Dr. Ross and his team are licensed with Sanofi Pasteur and are working to create a flu vaccine that would last multiple years and that would protect not only against the most dominant flu strains in any given year, but that will also protect an individual from viral subtypes. “Subtypes are like suits in playing cards,” Dr. Ross explained. “You have different suits, but there are also different cards—Jack, Queen, 10, etc.—so that one single card cannot represent the entire suit. Our team has included little parts of all the other cards onto one ‘playing card’ [in the experimental vaccine] so that the composite molecule in our vaccine represents all different variants. Now, we make antibodies against all variants that we can test against.” In order to create this “composite playing card” vaccine, Dr. Ross and his team isolated viral subtypes for the flu all the way back to 1918. “We ultimately want a playing deck of all these versions of the flu,” he explained.

Unlike other research teams that focus on “universal” flu vaccines that could be administered once, like a MMR immunization, Dr. Ross’s team believes that the key to successfully implementing a “permanent” flu shot is to create one that needs to be repeated every three to five years. “That would be a great improvement over today because it would allow year-round production and make more people immune to a broader number of strains,” he said, noting that having to reformulate the vaccine less frequently would mean that there would be a significant decline in the number of “mismatches” during any given flu season; this is because the vaccine formula would not have to be predicted and go into manufacturing months before the actual flu season begins.

“A universal program, even if it actually is a three-to-five-year program, will allow for vaccination all year round no matter the season,” Dr. Ross explained, adding that in addition to reducing the likelihood of vaccine shortages, this type of longer-lasting vaccine “should help reduce infections and hospitalizations because instead of just recognizing the dominant strain, it will pick up [and protect from] other strains as well. Even if the dominant strain accounts for 50 percent [of the infections] in a given season, that leaves half of all strains not currently picked up.”

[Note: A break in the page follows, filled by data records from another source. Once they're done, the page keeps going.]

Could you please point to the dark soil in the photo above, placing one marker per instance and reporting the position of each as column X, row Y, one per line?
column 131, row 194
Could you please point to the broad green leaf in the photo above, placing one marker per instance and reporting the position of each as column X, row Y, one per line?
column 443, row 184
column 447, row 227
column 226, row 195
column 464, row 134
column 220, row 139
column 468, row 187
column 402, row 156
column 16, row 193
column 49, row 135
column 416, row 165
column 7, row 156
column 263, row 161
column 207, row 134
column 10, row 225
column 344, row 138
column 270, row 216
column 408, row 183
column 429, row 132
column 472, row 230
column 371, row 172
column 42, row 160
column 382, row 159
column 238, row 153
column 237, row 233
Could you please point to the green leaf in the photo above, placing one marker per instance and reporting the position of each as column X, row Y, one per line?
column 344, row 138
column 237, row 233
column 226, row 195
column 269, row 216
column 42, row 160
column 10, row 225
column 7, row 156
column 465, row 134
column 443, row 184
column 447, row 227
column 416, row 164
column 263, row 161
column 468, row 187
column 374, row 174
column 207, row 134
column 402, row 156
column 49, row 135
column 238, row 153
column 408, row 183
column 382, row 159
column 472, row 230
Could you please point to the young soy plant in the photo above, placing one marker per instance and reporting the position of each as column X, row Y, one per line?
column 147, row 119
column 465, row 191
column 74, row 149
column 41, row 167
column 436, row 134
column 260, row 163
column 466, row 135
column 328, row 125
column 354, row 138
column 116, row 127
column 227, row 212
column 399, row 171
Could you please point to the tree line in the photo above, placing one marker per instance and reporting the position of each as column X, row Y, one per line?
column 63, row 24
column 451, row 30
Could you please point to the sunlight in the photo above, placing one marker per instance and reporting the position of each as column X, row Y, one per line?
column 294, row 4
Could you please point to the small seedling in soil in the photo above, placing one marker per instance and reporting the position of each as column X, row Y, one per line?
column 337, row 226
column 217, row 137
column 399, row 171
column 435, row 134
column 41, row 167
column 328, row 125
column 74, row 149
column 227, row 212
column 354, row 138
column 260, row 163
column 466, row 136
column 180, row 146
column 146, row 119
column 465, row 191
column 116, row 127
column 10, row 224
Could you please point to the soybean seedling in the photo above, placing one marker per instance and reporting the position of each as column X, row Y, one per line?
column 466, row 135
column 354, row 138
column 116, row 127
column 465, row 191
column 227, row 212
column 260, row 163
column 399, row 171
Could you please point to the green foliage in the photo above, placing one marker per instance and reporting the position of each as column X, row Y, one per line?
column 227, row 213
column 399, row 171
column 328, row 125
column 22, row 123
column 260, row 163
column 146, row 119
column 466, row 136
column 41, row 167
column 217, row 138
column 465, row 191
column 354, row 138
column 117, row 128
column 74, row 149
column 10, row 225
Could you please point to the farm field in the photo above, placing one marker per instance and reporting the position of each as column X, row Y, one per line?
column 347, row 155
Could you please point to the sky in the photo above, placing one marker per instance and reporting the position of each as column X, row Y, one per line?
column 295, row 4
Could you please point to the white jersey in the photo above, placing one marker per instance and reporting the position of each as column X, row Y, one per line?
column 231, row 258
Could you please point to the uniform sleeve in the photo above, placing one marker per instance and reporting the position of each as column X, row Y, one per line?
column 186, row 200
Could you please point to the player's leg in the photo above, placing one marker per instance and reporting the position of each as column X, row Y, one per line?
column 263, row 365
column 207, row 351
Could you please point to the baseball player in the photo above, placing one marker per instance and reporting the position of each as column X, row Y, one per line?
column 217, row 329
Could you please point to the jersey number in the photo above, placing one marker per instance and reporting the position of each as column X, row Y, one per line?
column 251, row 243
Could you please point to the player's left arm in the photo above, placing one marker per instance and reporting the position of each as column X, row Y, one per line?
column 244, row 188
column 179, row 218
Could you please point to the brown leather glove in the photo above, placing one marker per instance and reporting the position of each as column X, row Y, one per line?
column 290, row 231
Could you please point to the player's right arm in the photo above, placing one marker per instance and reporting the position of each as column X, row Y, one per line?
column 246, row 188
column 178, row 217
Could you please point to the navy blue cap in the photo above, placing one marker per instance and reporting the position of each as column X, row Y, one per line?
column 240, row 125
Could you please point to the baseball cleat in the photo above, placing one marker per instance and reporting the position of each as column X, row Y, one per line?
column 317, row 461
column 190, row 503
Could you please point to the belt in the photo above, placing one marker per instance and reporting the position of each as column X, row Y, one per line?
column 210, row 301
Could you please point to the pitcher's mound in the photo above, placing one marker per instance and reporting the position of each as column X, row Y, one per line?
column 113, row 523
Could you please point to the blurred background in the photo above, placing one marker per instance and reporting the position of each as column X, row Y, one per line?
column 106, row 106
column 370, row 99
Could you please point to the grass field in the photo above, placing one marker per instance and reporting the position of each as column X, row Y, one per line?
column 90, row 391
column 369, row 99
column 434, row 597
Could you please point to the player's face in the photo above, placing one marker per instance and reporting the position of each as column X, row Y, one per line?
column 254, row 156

Dr. Ross noted that even though his team is experiencing some success in animal testing studies, as an article published in the Journal of Virology in May 2016 attests, “It takes multiple rounds, [and] multiple phases before you get something to market.” He added that the group is in a licensing agreement with Sanofi Pasteur, the largest flu vaccine manufacturer in the world. “We hope to go to clinical trials in the near future,” he added.